The most versatile, subtle and innovative film by Argentinian Ricardo Alonso, Jauja collected splendid reviews in the international and professional press, and hopefully will push the director to the Cannes heights with his next film in Competition.
It will be a pleasure for all lovers of Latino-American magic realism, of the slow, captivating stories and pictures that only explode in the viewer’s head later on. By watching the film, you appreciate the poetry and perfection of the filmmaker’s journey from tough historical thriller to the subjective universe of a sensible young person. But the real impact of Alonso’s film comes the next day, when you can’t get rid of the beauty of the Patagonian landscape, the sharp colours of uniforms, of the feeling of danger behind bushes, and of the scent of blood. Alonso works in elliptical narration, never showing dramatic milestones and leaving all to the viewer’s imagination.

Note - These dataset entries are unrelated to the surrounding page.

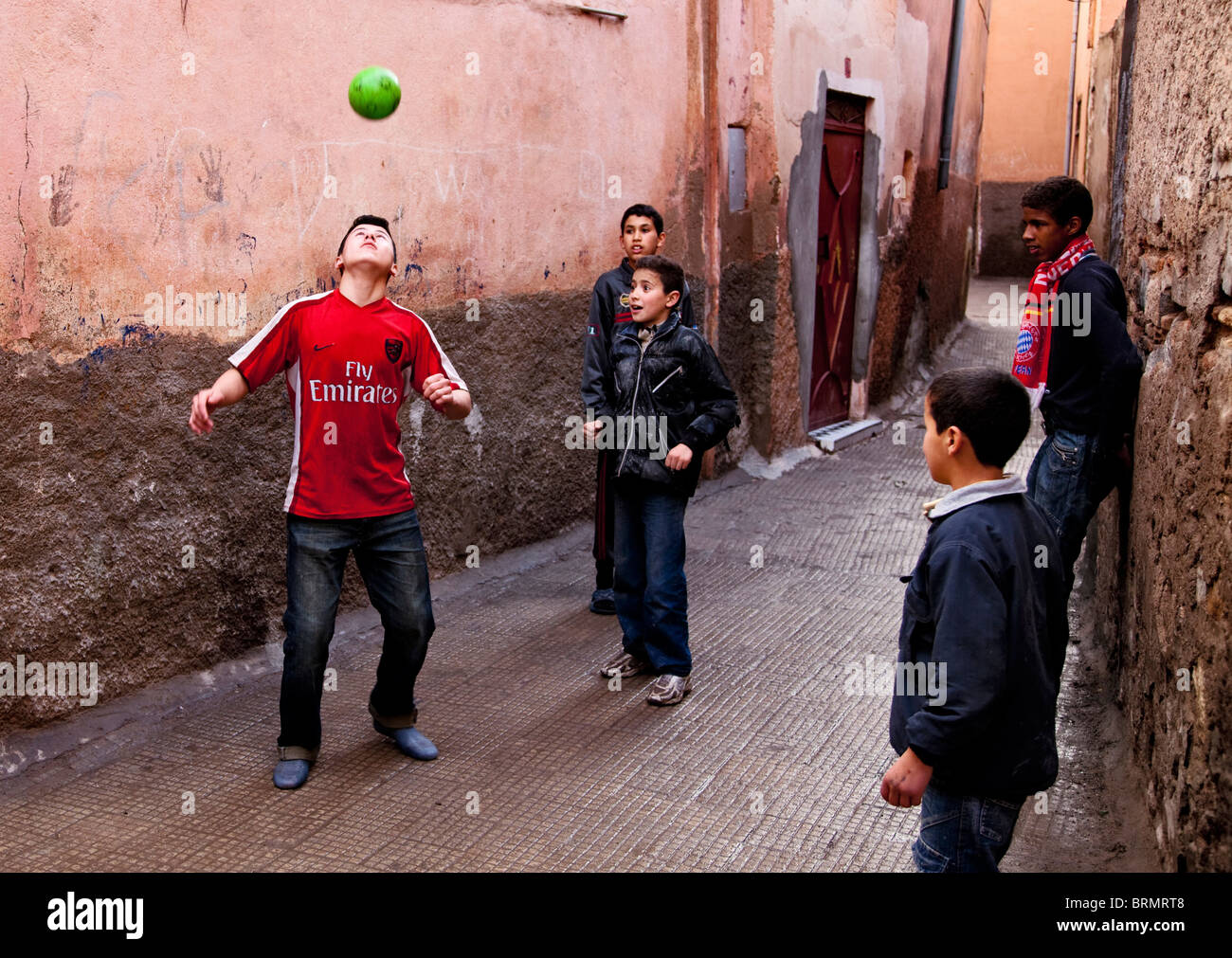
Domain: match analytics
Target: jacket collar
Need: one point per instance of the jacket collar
(976, 493)
(670, 323)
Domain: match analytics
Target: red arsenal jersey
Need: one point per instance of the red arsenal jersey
(348, 369)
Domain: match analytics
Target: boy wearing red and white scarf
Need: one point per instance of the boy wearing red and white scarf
(1076, 358)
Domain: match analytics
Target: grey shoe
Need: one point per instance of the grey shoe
(603, 603)
(625, 665)
(410, 741)
(291, 772)
(669, 690)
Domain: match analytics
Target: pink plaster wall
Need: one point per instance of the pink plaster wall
(193, 151)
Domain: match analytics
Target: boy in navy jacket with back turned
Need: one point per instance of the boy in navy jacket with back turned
(986, 611)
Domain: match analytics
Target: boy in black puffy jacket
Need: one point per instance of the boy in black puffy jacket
(673, 402)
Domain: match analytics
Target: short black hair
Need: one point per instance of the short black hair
(670, 272)
(1060, 197)
(368, 219)
(643, 209)
(989, 407)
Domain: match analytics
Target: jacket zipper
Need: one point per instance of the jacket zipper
(637, 382)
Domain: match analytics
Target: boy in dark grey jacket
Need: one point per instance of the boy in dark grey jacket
(641, 234)
(986, 609)
(672, 403)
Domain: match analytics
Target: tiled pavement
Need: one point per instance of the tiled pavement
(769, 765)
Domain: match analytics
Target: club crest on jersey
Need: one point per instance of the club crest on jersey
(1027, 342)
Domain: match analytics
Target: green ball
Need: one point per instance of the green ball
(374, 93)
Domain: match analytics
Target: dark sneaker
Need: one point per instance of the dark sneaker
(668, 690)
(603, 603)
(291, 772)
(625, 665)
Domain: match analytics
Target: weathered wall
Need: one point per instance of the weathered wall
(183, 145)
(1165, 579)
(894, 53)
(1024, 136)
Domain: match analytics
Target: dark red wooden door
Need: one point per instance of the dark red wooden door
(838, 238)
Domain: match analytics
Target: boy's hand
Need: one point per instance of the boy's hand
(904, 784)
(439, 391)
(678, 457)
(205, 403)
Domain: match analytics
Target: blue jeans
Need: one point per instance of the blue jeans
(390, 554)
(1068, 479)
(652, 599)
(964, 833)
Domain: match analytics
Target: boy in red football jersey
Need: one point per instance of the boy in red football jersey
(350, 358)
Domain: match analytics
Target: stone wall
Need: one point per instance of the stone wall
(1163, 578)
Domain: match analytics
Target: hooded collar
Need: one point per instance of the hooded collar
(977, 493)
(670, 323)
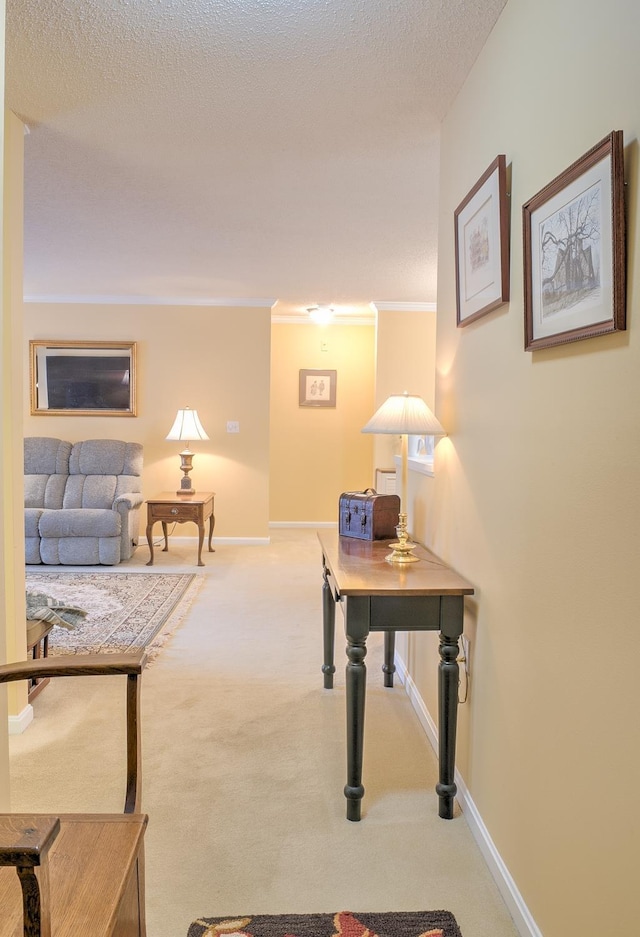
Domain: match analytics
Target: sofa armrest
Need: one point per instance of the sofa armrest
(130, 500)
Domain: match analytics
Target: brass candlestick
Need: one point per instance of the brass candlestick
(401, 549)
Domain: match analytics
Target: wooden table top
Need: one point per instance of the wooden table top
(90, 862)
(170, 497)
(359, 567)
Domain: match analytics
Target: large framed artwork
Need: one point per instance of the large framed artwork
(574, 251)
(482, 245)
(317, 388)
(71, 378)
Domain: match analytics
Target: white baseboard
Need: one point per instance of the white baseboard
(521, 915)
(231, 541)
(17, 724)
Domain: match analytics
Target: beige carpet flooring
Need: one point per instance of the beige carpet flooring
(244, 765)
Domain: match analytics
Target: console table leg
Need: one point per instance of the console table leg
(200, 542)
(356, 681)
(448, 675)
(389, 668)
(150, 543)
(329, 632)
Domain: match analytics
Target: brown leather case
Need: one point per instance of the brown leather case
(367, 515)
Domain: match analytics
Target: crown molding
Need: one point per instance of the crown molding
(147, 300)
(337, 320)
(405, 307)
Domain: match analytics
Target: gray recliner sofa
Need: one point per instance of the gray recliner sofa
(82, 501)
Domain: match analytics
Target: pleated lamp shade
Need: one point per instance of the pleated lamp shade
(187, 426)
(404, 414)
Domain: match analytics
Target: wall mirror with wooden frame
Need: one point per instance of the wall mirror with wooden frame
(70, 378)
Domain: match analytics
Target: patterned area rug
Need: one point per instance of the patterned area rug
(124, 610)
(342, 924)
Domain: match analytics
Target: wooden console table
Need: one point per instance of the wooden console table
(169, 507)
(377, 596)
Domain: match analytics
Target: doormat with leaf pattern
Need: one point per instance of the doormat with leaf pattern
(342, 924)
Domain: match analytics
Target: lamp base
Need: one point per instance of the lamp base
(401, 549)
(185, 487)
(186, 464)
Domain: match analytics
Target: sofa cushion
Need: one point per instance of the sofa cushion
(89, 491)
(106, 457)
(80, 522)
(31, 521)
(81, 551)
(44, 491)
(44, 455)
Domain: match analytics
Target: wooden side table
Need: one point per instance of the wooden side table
(169, 507)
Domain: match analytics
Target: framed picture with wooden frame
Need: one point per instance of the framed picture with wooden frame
(482, 245)
(317, 388)
(82, 378)
(574, 251)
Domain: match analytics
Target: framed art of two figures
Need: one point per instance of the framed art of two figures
(574, 249)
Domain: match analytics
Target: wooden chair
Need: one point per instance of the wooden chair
(37, 647)
(78, 875)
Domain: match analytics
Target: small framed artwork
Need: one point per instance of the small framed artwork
(482, 245)
(317, 388)
(574, 251)
(83, 378)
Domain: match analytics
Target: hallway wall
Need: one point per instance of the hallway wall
(318, 453)
(535, 495)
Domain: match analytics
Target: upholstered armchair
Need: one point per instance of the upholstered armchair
(82, 500)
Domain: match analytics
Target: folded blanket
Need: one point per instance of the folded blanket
(43, 608)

Jauja starts as an engrossing but conventional story: during the invasion of governmental army to Patagonia around 1870, (with the goal to ethnically clean the territory), the Danish engineer (Viggo Mortensen) is hired as a specialist of eventual geological research. He has an adolescent daughter, who becomes an object of interest to the local officers. The girl falls in love with youngest one and together they leave the camp.
Her father, obsessed by fear and jealousy, leaves the camp to search for the couple and to kill his daughter’s lover. We know the surrounding magical landscape is controlled by wild and dangerous bandits.
From this point Alonso completely changes the direction of his narrative. We are no more in a genre structure, we enter deeper and deeper inside of the head of the hero — but who is this hero? It is less and less the jealous father, more and more the daughter. Maybe we are just witnesses to someone’s dream … But who is dreaming?
Since David Lynch and the early Nineties, we have not seen such a strong vision caught on the edge of dream and reality. But Alonso is also more sophisticated, more poetic and tender and definitely less shocking than Lynch.
Good for him and for an educated art-house audience!